The answer is no. Its an illegal search n seizure!
He was dressed in cheap leather and smelled like death.
There's a walmart bag of my vomit outside my front door. I just really need someone to appreciate that with me.
i think i traded my wallet for a tim hortons gift card.
Sitting on the curb by new england comics with a weeping drunk girl who's eating french fries saying she'll never be as successful as her sister the hand model. She's scaring the nerds.
Realistically anyone can come I don't care it's Boston what do I own boston? No. I just don't want people who are gonna give me "why are you doing that" kinda look when I take birthday shots out of my birthday babe shot glass necklace.
He said you stopped mid-fuck, called fives on his dick, walked out to grab another drink, and came back.
This weekend i learned three things 1) skittles in vodka is good 2) it takes more than a roll of quarters to get a cab home 3) never tell a bartender to give you your change in actual change
Remember how he wouldn't sleep with me "out of respect"? Well, Mr. Respect just fingered me in a parking garage.
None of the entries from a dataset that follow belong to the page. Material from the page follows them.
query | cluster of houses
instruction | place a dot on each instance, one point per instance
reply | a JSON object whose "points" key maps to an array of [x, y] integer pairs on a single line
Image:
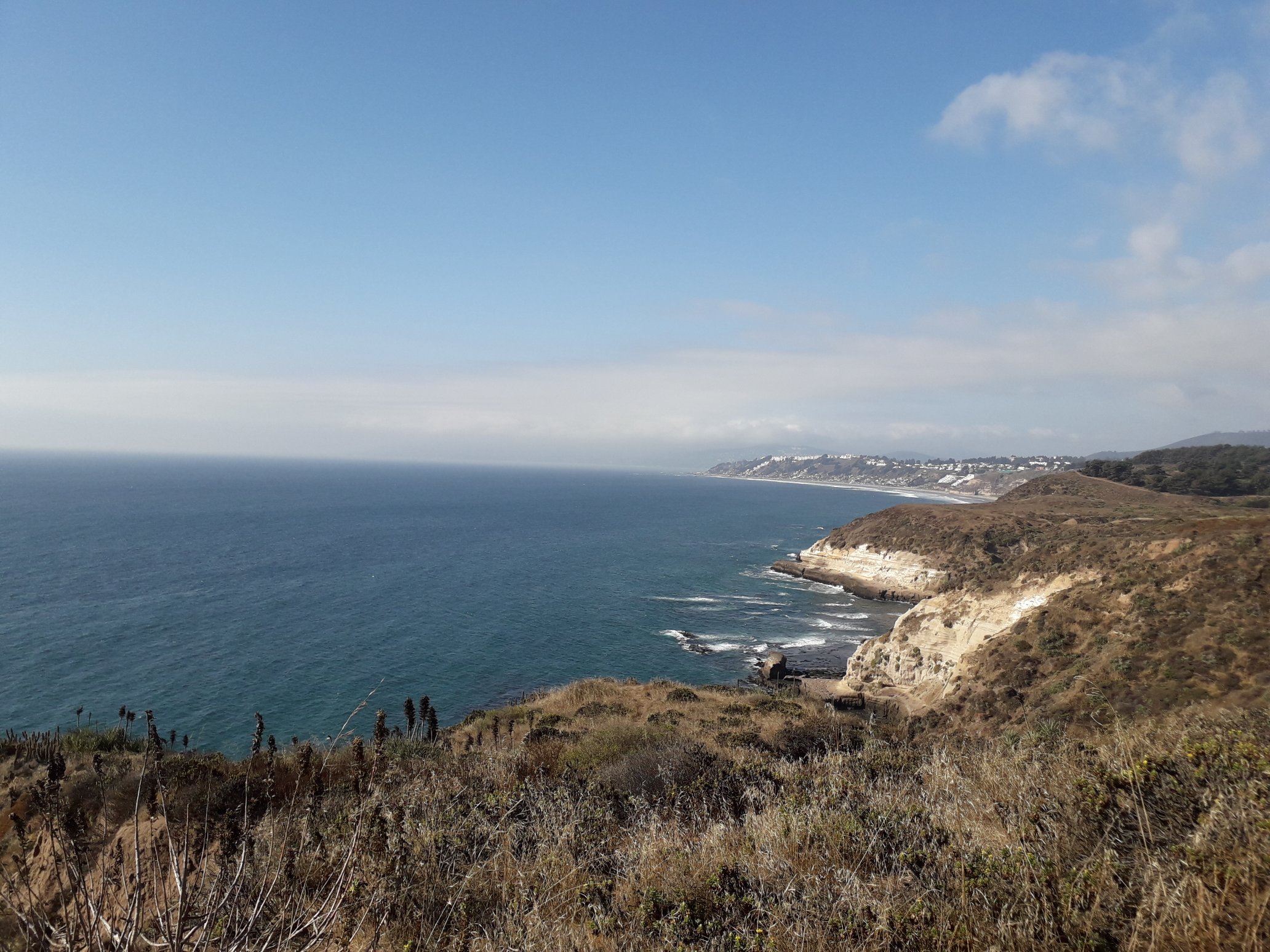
{"points": [[977, 477]]}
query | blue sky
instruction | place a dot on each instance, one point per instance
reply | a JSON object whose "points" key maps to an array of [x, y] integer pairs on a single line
{"points": [[624, 232]]}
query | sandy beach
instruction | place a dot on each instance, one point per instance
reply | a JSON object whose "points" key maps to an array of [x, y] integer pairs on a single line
{"points": [[943, 495]]}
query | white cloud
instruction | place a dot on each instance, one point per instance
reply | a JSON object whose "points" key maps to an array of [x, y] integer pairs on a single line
{"points": [[1213, 130], [1099, 103], [1155, 268], [1062, 98]]}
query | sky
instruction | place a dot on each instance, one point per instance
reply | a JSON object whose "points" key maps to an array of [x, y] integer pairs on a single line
{"points": [[631, 232]]}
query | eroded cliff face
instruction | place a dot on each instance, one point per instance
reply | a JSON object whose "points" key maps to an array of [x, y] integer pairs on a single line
{"points": [[868, 570], [920, 662]]}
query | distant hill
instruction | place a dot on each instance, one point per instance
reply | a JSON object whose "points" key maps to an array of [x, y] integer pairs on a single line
{"points": [[1240, 438], [1193, 470]]}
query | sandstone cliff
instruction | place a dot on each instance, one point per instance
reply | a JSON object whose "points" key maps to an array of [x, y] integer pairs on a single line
{"points": [[1066, 597], [921, 657], [868, 571]]}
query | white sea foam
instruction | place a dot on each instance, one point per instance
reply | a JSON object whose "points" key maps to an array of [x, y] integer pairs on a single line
{"points": [[804, 643], [836, 626]]}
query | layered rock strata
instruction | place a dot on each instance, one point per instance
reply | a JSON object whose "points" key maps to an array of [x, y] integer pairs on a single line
{"points": [[868, 571], [920, 662]]}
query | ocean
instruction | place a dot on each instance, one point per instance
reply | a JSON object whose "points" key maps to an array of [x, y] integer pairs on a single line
{"points": [[211, 589]]}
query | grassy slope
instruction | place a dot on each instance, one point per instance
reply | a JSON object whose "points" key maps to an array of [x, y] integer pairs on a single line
{"points": [[638, 818]]}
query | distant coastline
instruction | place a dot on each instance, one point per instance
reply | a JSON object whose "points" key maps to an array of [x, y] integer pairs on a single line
{"points": [[944, 495]]}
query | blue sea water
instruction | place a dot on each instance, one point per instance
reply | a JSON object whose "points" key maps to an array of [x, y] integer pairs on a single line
{"points": [[211, 589]]}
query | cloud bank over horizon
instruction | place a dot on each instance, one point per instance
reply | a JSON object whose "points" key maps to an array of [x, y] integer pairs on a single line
{"points": [[1148, 325]]}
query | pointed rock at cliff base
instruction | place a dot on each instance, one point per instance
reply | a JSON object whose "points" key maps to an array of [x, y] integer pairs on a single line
{"points": [[775, 667]]}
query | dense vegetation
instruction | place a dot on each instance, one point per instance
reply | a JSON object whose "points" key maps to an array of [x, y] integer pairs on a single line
{"points": [[649, 817], [1198, 471]]}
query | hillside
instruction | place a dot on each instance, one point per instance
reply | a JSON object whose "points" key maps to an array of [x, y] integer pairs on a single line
{"points": [[641, 818], [1069, 598], [1203, 471], [1247, 438]]}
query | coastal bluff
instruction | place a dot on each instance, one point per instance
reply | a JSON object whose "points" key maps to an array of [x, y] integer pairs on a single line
{"points": [[879, 574], [1066, 589]]}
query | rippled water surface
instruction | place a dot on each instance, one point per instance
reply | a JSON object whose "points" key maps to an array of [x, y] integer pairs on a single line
{"points": [[212, 589]]}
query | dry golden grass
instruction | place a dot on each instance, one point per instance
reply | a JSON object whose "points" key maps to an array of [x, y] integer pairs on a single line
{"points": [[631, 817]]}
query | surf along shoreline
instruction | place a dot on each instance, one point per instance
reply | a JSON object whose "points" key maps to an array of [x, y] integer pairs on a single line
{"points": [[908, 491]]}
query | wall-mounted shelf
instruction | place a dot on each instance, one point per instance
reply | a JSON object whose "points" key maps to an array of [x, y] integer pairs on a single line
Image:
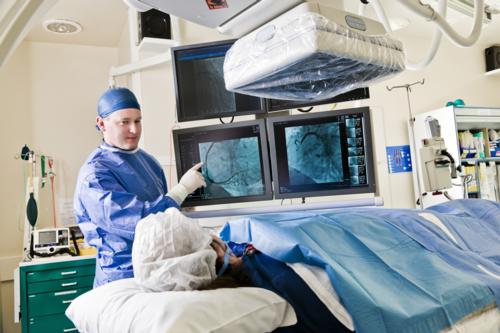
{"points": [[156, 45]]}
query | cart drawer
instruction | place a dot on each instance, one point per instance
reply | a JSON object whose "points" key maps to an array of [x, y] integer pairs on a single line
{"points": [[58, 323], [61, 285], [53, 302], [61, 273]]}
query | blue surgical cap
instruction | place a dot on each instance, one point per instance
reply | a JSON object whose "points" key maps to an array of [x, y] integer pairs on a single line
{"points": [[116, 99]]}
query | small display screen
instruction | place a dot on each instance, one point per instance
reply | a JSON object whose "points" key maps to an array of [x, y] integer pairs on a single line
{"points": [[235, 162], [199, 84], [47, 237], [325, 153]]}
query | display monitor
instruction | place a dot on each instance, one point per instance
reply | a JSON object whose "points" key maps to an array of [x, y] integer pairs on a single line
{"points": [[277, 105], [323, 153], [235, 162], [199, 84]]}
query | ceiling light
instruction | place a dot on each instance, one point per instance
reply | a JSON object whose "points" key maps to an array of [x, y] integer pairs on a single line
{"points": [[62, 26]]}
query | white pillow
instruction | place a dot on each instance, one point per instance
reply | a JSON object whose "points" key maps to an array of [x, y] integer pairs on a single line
{"points": [[121, 306]]}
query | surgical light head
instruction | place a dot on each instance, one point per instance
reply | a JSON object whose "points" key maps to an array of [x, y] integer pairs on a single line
{"points": [[116, 99], [312, 52]]}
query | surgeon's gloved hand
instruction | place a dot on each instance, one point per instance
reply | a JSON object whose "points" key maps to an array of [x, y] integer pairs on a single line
{"points": [[188, 183]]}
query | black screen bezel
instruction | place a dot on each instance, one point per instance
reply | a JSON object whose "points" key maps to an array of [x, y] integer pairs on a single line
{"points": [[265, 162], [181, 115], [302, 119], [356, 94]]}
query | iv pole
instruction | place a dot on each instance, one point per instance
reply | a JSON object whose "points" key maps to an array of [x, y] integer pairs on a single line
{"points": [[412, 127]]}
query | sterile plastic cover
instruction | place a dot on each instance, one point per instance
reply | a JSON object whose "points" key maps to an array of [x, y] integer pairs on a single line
{"points": [[306, 56], [172, 252]]}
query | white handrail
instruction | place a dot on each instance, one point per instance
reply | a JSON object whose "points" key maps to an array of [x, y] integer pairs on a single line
{"points": [[375, 201]]}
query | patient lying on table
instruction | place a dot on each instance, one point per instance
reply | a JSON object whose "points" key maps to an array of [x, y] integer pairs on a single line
{"points": [[172, 252]]}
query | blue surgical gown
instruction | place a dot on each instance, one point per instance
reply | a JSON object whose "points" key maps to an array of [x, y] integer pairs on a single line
{"points": [[116, 189]]}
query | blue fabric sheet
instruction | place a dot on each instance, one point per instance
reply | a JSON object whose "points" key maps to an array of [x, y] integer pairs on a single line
{"points": [[386, 280], [475, 228], [312, 315]]}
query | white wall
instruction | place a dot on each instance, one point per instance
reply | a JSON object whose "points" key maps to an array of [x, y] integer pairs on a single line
{"points": [[49, 94]]}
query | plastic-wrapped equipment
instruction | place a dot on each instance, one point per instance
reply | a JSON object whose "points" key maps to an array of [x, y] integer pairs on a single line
{"points": [[312, 52]]}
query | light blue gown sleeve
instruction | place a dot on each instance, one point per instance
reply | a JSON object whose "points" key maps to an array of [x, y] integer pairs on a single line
{"points": [[114, 209]]}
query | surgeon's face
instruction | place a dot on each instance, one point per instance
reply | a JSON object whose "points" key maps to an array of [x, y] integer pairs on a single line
{"points": [[122, 129]]}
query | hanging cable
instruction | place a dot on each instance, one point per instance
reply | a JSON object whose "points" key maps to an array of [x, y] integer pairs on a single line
{"points": [[430, 14]]}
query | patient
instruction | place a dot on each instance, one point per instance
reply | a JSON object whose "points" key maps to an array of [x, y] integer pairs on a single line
{"points": [[172, 252]]}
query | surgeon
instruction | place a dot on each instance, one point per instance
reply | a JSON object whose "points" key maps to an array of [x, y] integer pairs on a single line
{"points": [[119, 184]]}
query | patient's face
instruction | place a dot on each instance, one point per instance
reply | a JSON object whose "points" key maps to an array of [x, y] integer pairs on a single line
{"points": [[220, 248]]}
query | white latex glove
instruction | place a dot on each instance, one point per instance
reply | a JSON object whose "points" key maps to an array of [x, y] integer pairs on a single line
{"points": [[188, 183]]}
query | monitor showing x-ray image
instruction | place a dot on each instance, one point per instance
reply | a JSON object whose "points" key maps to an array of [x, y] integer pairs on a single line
{"points": [[323, 153], [199, 84], [235, 162]]}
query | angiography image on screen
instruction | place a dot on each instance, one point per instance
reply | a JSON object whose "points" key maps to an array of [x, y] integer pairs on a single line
{"points": [[212, 96], [314, 154], [231, 168]]}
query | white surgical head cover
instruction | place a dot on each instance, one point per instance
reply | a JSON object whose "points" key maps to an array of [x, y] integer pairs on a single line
{"points": [[172, 252]]}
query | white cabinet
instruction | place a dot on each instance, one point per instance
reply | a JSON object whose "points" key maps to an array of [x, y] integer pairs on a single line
{"points": [[454, 120]]}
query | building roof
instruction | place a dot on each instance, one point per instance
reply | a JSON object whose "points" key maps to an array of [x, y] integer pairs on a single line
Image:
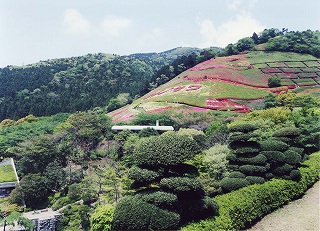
{"points": [[141, 127], [8, 173]]}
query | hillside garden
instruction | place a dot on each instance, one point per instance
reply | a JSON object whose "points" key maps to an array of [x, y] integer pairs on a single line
{"points": [[97, 176]]}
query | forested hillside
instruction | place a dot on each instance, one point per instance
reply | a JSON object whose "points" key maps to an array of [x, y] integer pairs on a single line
{"points": [[81, 83]]}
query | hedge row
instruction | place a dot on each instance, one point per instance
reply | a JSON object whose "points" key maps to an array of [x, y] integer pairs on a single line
{"points": [[240, 208]]}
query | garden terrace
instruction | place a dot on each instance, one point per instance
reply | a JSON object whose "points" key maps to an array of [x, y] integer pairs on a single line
{"points": [[8, 177]]}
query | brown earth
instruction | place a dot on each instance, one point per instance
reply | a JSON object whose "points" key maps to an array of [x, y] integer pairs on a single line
{"points": [[299, 215]]}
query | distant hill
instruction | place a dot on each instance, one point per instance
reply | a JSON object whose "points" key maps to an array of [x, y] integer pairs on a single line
{"points": [[228, 83], [79, 83]]}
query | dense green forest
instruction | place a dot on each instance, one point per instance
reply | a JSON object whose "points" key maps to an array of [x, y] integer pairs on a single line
{"points": [[218, 170], [85, 82]]}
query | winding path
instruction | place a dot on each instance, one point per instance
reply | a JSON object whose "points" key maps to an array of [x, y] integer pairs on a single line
{"points": [[300, 215]]}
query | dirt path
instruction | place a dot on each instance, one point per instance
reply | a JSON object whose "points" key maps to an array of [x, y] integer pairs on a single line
{"points": [[300, 215]]}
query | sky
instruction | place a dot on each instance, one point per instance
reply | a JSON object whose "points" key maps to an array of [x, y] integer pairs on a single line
{"points": [[34, 30]]}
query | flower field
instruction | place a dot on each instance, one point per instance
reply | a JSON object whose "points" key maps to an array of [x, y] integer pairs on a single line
{"points": [[221, 83]]}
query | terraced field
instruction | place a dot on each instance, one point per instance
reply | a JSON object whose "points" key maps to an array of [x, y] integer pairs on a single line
{"points": [[228, 83]]}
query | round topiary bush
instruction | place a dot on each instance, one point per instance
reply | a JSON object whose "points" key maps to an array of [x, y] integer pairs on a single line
{"points": [[273, 145], [255, 179], [239, 144], [181, 184], [236, 174], [256, 160], [242, 128], [295, 175], [287, 132], [167, 149], [132, 213], [159, 198], [282, 170], [254, 170], [292, 157], [193, 210], [274, 157], [242, 137], [143, 175], [230, 184]]}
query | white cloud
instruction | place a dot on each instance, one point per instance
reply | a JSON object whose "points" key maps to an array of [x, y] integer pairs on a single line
{"points": [[233, 4], [150, 40], [240, 4], [113, 26], [76, 24], [243, 25]]}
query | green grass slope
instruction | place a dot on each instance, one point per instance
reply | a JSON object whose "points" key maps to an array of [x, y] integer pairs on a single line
{"points": [[224, 83]]}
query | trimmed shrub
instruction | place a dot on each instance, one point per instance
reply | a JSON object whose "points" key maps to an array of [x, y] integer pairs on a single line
{"points": [[143, 175], [257, 160], [231, 184], [296, 149], [292, 157], [274, 157], [243, 207], [102, 218], [134, 214], [255, 179], [167, 149], [239, 144], [236, 174], [273, 145], [287, 132], [295, 175], [247, 151], [243, 137], [181, 184], [158, 198], [242, 128], [282, 170], [193, 210], [252, 170]]}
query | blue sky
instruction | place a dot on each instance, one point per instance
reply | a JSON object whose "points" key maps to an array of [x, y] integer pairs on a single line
{"points": [[34, 30]]}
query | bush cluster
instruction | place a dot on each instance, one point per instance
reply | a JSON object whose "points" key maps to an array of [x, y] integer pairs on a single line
{"points": [[239, 209]]}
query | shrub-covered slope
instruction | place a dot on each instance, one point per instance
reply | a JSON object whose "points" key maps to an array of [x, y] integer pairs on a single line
{"points": [[228, 83]]}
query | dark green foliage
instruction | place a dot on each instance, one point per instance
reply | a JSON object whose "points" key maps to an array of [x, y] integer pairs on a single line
{"points": [[243, 128], [243, 207], [230, 184], [148, 132], [169, 186], [143, 175], [292, 157], [192, 210], [270, 101], [273, 145], [299, 42], [255, 179], [247, 151], [282, 170], [236, 174], [274, 157], [181, 184], [253, 170], [150, 119], [290, 132], [134, 214], [256, 160], [274, 82], [158, 198], [242, 137], [251, 144], [295, 175], [167, 149]]}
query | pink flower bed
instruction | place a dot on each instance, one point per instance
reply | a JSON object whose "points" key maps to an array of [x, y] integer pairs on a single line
{"points": [[159, 110], [225, 104]]}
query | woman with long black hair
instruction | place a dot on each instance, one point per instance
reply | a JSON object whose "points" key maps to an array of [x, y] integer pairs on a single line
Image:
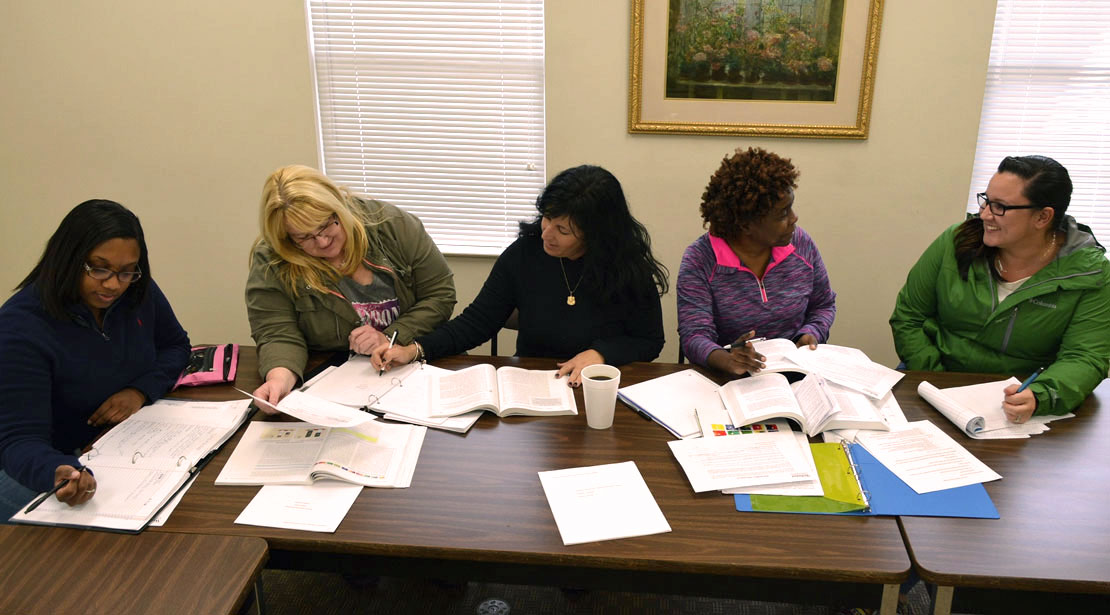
{"points": [[582, 278], [87, 341]]}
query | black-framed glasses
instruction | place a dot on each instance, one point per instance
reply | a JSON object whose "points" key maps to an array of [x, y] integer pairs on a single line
{"points": [[1000, 209], [104, 274], [301, 240]]}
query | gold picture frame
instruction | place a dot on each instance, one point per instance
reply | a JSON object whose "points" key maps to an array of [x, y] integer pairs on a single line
{"points": [[757, 68]]}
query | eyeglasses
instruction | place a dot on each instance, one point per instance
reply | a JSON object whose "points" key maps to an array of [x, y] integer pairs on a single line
{"points": [[301, 240], [999, 209], [104, 274]]}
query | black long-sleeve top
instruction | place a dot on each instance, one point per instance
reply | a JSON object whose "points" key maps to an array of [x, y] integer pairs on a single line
{"points": [[527, 279]]}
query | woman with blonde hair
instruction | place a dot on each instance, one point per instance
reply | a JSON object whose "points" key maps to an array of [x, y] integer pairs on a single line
{"points": [[332, 271]]}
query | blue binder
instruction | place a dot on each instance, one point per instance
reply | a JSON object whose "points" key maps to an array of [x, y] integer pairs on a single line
{"points": [[889, 495]]}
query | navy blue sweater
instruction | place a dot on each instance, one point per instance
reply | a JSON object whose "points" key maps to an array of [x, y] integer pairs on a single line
{"points": [[54, 374]]}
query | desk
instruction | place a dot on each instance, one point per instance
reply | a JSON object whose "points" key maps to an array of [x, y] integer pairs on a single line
{"points": [[52, 570], [476, 511], [1053, 535]]}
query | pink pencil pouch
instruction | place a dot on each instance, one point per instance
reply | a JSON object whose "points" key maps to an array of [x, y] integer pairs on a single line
{"points": [[210, 365]]}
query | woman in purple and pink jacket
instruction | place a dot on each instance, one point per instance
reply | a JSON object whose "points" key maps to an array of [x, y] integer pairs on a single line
{"points": [[755, 272]]}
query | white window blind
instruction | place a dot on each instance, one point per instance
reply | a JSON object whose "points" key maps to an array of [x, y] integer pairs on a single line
{"points": [[436, 107], [1048, 92]]}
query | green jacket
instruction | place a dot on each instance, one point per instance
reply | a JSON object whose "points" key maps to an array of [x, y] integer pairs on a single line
{"points": [[1059, 319], [285, 328]]}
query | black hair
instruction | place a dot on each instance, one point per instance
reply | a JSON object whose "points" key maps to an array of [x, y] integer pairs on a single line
{"points": [[1048, 184], [58, 274], [618, 261]]}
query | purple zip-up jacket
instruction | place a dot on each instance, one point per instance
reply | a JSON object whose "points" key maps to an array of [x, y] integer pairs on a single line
{"points": [[719, 299]]}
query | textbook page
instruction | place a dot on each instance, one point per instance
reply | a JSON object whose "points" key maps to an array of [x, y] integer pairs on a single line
{"points": [[356, 383], [925, 457], [537, 392], [674, 401], [602, 503], [463, 391], [720, 463], [316, 507], [411, 402], [760, 397], [848, 366]]}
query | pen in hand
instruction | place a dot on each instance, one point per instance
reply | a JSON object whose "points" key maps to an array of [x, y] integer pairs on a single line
{"points": [[1029, 381], [392, 339], [53, 491]]}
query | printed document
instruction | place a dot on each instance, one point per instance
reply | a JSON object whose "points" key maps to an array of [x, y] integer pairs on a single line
{"points": [[602, 503], [726, 463], [925, 457]]}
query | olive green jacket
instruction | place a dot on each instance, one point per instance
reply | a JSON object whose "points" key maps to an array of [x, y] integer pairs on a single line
{"points": [[1058, 319], [285, 328]]}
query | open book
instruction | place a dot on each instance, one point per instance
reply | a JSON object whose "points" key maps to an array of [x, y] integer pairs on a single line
{"points": [[844, 365], [425, 394], [372, 454], [813, 403], [141, 463], [504, 391]]}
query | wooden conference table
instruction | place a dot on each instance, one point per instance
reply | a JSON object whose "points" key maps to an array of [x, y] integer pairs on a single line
{"points": [[52, 570], [476, 511], [1050, 550]]}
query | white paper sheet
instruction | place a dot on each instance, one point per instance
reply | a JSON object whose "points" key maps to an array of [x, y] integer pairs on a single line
{"points": [[602, 503], [316, 411], [925, 457], [316, 507], [725, 463]]}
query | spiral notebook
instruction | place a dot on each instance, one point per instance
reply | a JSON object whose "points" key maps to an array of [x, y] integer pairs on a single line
{"points": [[143, 462]]}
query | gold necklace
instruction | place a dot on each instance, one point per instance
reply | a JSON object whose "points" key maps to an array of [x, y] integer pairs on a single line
{"points": [[998, 258], [569, 296]]}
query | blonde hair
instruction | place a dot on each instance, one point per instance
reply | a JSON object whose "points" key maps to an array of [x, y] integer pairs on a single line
{"points": [[306, 199]]}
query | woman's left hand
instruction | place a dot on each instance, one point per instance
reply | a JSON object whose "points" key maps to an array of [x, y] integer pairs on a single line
{"points": [[365, 339], [1018, 406], [807, 340], [573, 368], [118, 406]]}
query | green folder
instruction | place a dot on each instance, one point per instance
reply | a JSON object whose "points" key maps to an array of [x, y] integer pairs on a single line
{"points": [[843, 491]]}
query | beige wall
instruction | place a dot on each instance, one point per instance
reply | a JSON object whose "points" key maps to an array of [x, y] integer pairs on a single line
{"points": [[180, 110]]}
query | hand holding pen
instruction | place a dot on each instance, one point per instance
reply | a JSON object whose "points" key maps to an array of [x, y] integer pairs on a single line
{"points": [[739, 356], [1019, 402], [72, 485]]}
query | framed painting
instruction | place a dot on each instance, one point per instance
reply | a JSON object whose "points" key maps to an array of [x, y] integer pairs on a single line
{"points": [[758, 68]]}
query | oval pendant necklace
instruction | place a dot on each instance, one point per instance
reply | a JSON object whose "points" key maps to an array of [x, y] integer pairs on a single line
{"points": [[569, 291]]}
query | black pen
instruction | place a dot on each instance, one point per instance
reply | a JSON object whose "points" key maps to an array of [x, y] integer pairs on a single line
{"points": [[393, 339], [52, 491]]}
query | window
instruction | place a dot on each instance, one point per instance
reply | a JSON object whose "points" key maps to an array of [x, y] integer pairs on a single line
{"points": [[1048, 92], [436, 107]]}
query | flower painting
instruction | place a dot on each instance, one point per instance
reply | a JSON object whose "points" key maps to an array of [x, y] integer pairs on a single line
{"points": [[770, 68], [754, 49]]}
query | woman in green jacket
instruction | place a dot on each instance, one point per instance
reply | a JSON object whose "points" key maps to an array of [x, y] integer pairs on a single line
{"points": [[333, 272], [1020, 286]]}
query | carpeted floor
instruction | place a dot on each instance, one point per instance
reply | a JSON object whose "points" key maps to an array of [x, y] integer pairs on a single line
{"points": [[289, 593]]}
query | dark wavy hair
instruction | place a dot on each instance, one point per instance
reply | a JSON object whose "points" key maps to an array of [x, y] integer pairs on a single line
{"points": [[1047, 184], [744, 189], [58, 274], [618, 260]]}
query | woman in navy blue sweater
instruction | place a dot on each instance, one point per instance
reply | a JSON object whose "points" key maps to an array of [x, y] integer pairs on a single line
{"points": [[86, 341]]}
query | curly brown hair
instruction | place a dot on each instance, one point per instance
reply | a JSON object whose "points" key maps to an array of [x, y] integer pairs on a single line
{"points": [[744, 189]]}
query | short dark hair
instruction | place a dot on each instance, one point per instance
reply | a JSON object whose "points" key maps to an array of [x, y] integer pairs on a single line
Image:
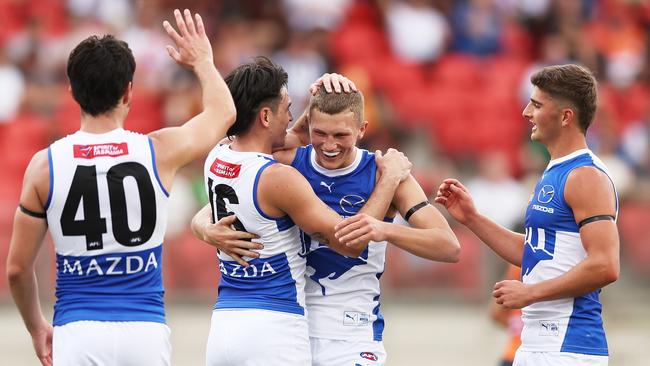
{"points": [[99, 70], [573, 83], [334, 103], [253, 86]]}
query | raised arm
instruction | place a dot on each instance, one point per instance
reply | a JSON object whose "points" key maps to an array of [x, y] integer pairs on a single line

I woke up wearing a headband made of condoms. It was supposed to be a crown for the "prettiest fag hag" award I won last night. There is lube in my hair. I'm going back to sleep
Ok so last thing I remember was hugging a cop while vomiting
I just got breakfast in bed and he went down on me. And you though he was a bad idea. Shame
He sent me a blank text message. That's a booty call waiting to happen
Make a note to pack something that won't catch shell casings in your cleavage
Finally fucked my buddy's mom!! We are both ten years older and for her it really shows but i hit it!!